ClickHouse / ClickHouse

ClickHouse® is a real-time analytics DBMS
https://clickhouse.com
Apache License 2.0
37.75k stars 6.93k forks source link

Problem of using Kafka Engine to consume message from Azure Event Hub #12609

Closed meetable closed 3 years ago

meetable commented 4 years ago

I'm trying to use clickhouse kafka engine to consume messages from Azure Eventhub (which supports same kafka protocol 1.0 or later). But it didn't work.

Here is what I have done,

1.Config kafka settings in clickhouse config.xml

sasl_plaintext PLAIN $ConnectionString {Token} latest

2.Setup kafka engine table to consume Azure Event Hub namespace

CREATE TABLE queue ( timestamp UInt64, level String, message String ) ENGINE = Kafka('{NameSpace}.servicebus.windows.net:9093', '{TopicName}', '$Default', 'CSV');

3.Send messages to Event hub.

  1. Select * from kafka engine table, but got 0 rows returned.

    SELECT * FROM queue Ok. 0 rows in set. Elapsed: 15.014 sec.
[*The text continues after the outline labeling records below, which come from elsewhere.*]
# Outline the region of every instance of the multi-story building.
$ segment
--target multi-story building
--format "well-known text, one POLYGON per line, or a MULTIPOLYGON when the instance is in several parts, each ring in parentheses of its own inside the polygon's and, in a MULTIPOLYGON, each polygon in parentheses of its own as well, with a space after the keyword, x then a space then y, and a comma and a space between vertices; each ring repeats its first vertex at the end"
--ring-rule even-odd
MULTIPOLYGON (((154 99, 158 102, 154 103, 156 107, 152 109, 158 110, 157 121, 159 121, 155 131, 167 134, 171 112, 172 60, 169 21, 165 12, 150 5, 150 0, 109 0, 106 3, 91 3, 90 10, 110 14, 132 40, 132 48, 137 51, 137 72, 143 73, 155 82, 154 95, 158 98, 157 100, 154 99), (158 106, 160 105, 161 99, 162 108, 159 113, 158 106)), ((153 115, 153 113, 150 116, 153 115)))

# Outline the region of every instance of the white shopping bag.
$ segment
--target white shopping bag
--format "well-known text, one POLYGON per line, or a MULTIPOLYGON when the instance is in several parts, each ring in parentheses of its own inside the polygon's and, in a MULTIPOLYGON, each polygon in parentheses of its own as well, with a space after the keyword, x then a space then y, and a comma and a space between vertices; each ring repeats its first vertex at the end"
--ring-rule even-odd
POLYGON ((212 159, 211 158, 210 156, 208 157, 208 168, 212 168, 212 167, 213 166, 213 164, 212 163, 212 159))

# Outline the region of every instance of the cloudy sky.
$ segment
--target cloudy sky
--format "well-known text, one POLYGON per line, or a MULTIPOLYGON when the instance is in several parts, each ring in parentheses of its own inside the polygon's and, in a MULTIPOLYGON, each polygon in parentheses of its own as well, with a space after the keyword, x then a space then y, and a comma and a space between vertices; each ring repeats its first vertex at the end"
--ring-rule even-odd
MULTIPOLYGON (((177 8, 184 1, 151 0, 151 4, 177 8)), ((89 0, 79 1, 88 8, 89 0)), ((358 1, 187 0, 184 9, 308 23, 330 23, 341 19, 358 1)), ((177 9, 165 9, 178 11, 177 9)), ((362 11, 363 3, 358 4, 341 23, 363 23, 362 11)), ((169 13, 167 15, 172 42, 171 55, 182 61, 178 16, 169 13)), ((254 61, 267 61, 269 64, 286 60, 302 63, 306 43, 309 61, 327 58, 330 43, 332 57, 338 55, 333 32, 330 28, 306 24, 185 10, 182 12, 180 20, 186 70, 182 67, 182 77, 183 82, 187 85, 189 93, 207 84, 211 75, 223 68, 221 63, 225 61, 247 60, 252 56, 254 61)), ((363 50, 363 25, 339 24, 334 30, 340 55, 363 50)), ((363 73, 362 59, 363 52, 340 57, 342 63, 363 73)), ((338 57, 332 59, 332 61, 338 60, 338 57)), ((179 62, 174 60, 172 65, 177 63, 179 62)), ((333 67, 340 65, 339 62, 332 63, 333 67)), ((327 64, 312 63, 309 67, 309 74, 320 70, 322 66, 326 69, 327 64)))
Here is the clickhouse server log.

2020.07.20 22:32:23.721576 [ 98101 ] {c3486e06-083b-4387-a563-4ff7d488ac39} StorageKafka (queue): Can't get assignment

2020.07.20 22:32:23.721916 [ 98101 ] {c3486e06-083b-4387-a563-4ff7d488ac39} StorageKafka (queue): Nothing to commit.

2020.07.20 22:32:23.722445 [ 98110 ] {c3486e06-083b-4387-a563-4ff7d488ac39} MemoryTracker: Peak memory usage (for query): 0.00 B.

The log says can't get assignment. Has anyone tried Event Hub and what is the possible missing step?

hodzanassredin commented 3 years ago

No answers????

We have eventhub in azure and can connect to it using kafkacat tool. Config:

security.protocol=SASL_SSL sasl.mechanisms=PLAIN sasl.username=$ConnectionString sasl.password=Endpoint=xxx

In clickhouse(yandex cloud) we configured kafka engine the same way as kafkacat, but no luck, we have a lot of errors in logs:

[rdk:ERROR] [thrd:app]: ClickHouse-xxx.yandexcloud.net-db1-telemetry_out#consumer-1: sasl_ssl://xxx.servicebus.windows.net:9093/bootstrap: SSL handshake failed: error:14000086:SSL routines::certificate verify failed (after 94ms in state CONNECT, 31 identical error(s) suppressed)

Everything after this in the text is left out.